HA! One of those lies along the lines of, ‘I’ll ALWAYS be faithful to you, Darling!” or, “No, those jeans don’t make your butt look big,” LOL!
No inflation? Yep. Sure. Whatever. ;)
when there’s no inflation?
Yahoo still having elementary school kids writing their financial articles I see.
All that is happening is that the CPI gets "refined" each year to discover "greater value" in products that are rising in price.
How this applies to Hershey bar I'm at a loss to explain. But it works for iPhones, internet connections, automobiles and such.
And, if you actually go to restaurants or grocery stores you know the zero inflation story is total crap.
Where prices have not risen on many products, product reduction has occurred. The size/weight has decreased while the price stayed the same.
Exactly. Things are a LOT more expensive than before. They just make up statistics to suit them, don't they?
The main thing I see is the price of groceries going up. Gas is down and in our area property taxes are down and just went down again. The price of real estate is cheap.
I think we are in a deflationary cycle. With 7 years of stimulous stimulous stimulous, print, print, print we should be in hyper inflation by now. We are not.
If they raise rates watch the stock market tank. Then they will have to lower again. I’ll be shocked if the Fed actually does it.
Your personal inflation is not reported in the manupulated govt numbers. If you are a stock purchaser, prices have risen dramatically.

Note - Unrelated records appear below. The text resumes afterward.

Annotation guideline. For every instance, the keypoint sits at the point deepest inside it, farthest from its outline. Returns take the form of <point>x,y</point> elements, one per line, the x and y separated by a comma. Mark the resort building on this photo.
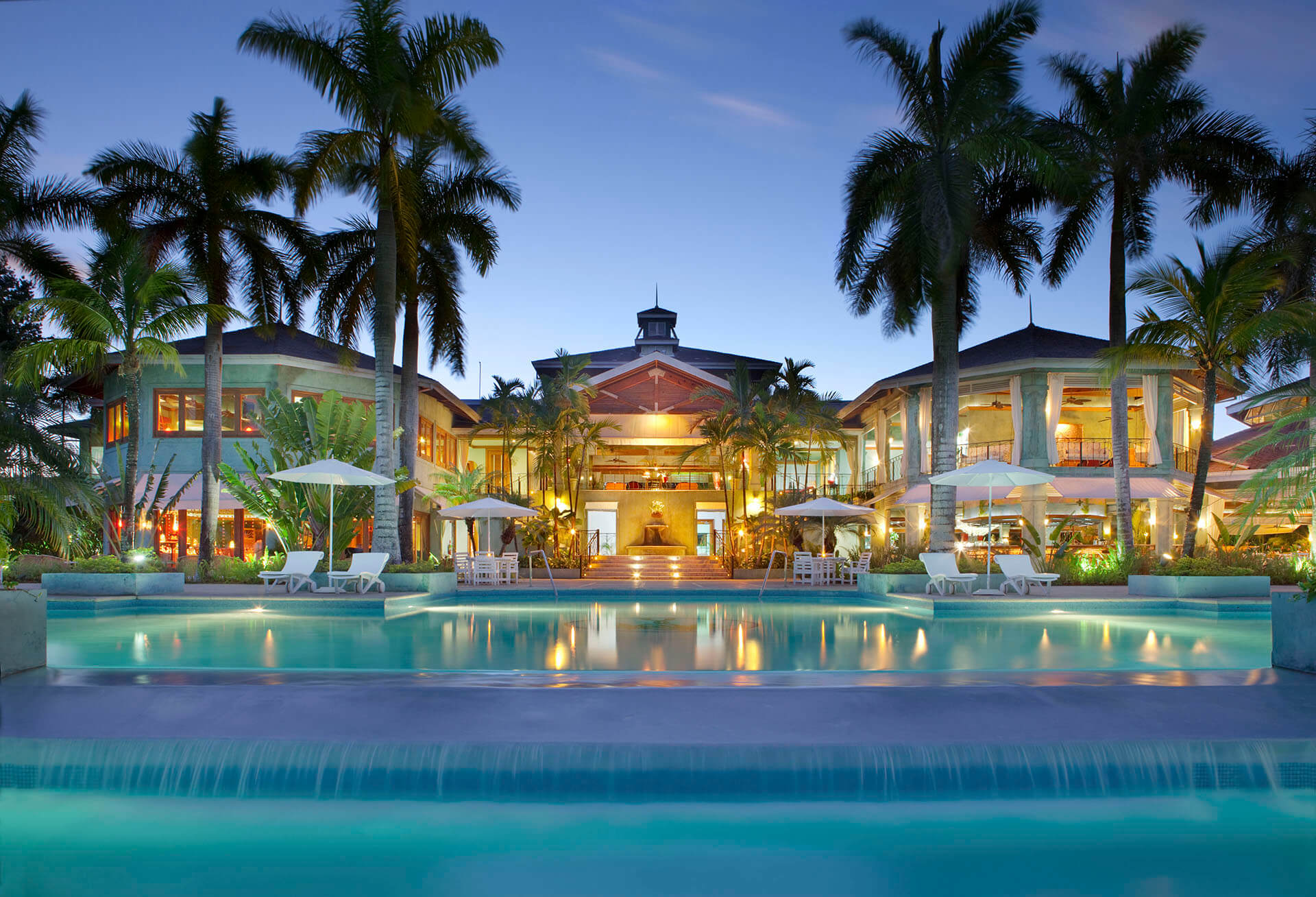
<point>1035,397</point>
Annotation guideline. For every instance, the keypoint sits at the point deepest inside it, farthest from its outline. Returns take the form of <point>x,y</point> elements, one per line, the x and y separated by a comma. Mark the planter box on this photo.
<point>1201,586</point>
<point>23,630</point>
<point>112,584</point>
<point>432,584</point>
<point>885,584</point>
<point>1293,627</point>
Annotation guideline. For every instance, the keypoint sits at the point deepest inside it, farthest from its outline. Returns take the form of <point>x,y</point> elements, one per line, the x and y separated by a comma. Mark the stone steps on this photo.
<point>620,566</point>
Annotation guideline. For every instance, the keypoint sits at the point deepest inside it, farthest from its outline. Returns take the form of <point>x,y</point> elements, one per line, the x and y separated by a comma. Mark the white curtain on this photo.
<point>1151,407</point>
<point>879,439</point>
<point>1054,394</point>
<point>925,427</point>
<point>905,432</point>
<point>1016,418</point>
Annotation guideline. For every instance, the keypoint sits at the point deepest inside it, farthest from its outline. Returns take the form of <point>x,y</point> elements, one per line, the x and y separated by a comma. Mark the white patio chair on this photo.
<point>852,571</point>
<point>802,566</point>
<point>1020,575</point>
<point>363,573</point>
<point>941,568</point>
<point>295,573</point>
<point>485,571</point>
<point>510,568</point>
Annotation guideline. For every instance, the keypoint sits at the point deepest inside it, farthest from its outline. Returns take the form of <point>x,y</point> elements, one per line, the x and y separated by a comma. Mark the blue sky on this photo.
<point>696,145</point>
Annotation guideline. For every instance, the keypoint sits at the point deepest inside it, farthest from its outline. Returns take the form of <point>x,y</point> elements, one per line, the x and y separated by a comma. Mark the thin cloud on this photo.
<point>749,111</point>
<point>620,65</point>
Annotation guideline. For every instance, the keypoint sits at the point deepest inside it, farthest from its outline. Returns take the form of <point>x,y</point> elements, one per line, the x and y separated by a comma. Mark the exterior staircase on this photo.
<point>637,566</point>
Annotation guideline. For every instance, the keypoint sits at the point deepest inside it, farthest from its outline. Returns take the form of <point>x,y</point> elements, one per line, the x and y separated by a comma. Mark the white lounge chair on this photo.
<point>295,573</point>
<point>941,568</point>
<point>363,573</point>
<point>1019,573</point>
<point>802,566</point>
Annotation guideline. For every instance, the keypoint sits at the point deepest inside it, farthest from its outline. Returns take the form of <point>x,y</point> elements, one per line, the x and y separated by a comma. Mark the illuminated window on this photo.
<point>182,413</point>
<point>116,422</point>
<point>426,440</point>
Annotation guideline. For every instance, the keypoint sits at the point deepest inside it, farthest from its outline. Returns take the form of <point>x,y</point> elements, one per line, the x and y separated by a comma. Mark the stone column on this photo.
<point>1034,390</point>
<point>914,444</point>
<point>1162,531</point>
<point>1034,502</point>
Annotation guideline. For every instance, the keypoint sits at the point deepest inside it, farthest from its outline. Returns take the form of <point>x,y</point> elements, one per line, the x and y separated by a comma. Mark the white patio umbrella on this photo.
<point>332,473</point>
<point>487,509</point>
<point>991,475</point>
<point>824,509</point>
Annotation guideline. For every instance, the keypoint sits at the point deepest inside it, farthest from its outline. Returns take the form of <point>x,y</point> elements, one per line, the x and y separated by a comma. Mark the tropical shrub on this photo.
<point>149,563</point>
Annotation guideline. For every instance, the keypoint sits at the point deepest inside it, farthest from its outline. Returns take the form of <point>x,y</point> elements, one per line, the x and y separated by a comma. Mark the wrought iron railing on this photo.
<point>975,452</point>
<point>1098,452</point>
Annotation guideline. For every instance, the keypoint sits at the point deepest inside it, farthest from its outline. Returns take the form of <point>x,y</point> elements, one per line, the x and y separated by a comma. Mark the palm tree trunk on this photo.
<point>386,327</point>
<point>1199,476</point>
<point>132,393</point>
<point>1120,383</point>
<point>409,409</point>
<point>212,440</point>
<point>945,413</point>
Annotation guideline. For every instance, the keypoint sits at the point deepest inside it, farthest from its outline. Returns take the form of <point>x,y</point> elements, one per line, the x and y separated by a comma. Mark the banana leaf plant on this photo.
<point>149,506</point>
<point>300,432</point>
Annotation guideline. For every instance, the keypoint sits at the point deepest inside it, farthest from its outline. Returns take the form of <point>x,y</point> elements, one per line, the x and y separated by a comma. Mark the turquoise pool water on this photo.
<point>1191,846</point>
<point>656,636</point>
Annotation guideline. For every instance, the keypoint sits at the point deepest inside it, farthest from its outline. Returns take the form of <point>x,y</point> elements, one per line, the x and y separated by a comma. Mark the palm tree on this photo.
<point>445,207</point>
<point>929,206</point>
<point>504,410</point>
<point>1130,130</point>
<point>25,204</point>
<point>393,83</point>
<point>45,488</point>
<point>132,307</point>
<point>461,486</point>
<point>1217,316</point>
<point>203,202</point>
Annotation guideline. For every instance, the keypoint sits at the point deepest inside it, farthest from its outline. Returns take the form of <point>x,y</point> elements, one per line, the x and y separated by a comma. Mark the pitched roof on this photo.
<point>1032,342</point>
<point>707,360</point>
<point>283,340</point>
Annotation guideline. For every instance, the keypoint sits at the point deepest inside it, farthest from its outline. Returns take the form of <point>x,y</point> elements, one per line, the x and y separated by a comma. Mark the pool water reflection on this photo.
<point>646,636</point>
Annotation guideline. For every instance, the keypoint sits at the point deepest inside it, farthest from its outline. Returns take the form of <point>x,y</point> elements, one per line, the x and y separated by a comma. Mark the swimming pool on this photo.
<point>686,635</point>
<point>149,818</point>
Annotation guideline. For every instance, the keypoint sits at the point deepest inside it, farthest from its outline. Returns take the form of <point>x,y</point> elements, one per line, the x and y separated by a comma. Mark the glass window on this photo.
<point>166,413</point>
<point>250,413</point>
<point>230,413</point>
<point>194,411</point>
<point>426,440</point>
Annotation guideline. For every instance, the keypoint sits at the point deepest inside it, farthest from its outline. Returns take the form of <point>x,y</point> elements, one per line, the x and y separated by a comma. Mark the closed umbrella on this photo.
<point>487,509</point>
<point>991,475</point>
<point>332,473</point>
<point>824,509</point>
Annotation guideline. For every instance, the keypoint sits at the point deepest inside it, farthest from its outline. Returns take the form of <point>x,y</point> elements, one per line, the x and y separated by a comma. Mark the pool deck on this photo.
<point>1062,598</point>
<point>1277,705</point>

Gas is up from its low in 2007-2009.
Anyone who believes there is no inflation haven’t watched their utility or grocery bills for the last 7 years, live in their parents basement or are so rich that they have “people” to take care of that for them.
Yes but at $2.33 in Atlanta its not prohibitive.
If the Fed raises rates look for the small housing market to die. Look for the stock market to slide. It will all be bad.
Not to mention wait til the end of the month when they have to revise the 2.3% GDP back to something like .05%.
The price of wide screen TV’s has been in free fall for years. The same goes for fashion apparel. And natural gas. And on and on.
The Denver housing market is booming especially as rents rise.
Have you bought a half gallon of Breyer’s Vanilla ice cream lately?
The price is the same but the container is no longer a half gallon size. Guess which way the container volume went - smaller or larger? See, that was easy wasn’t it.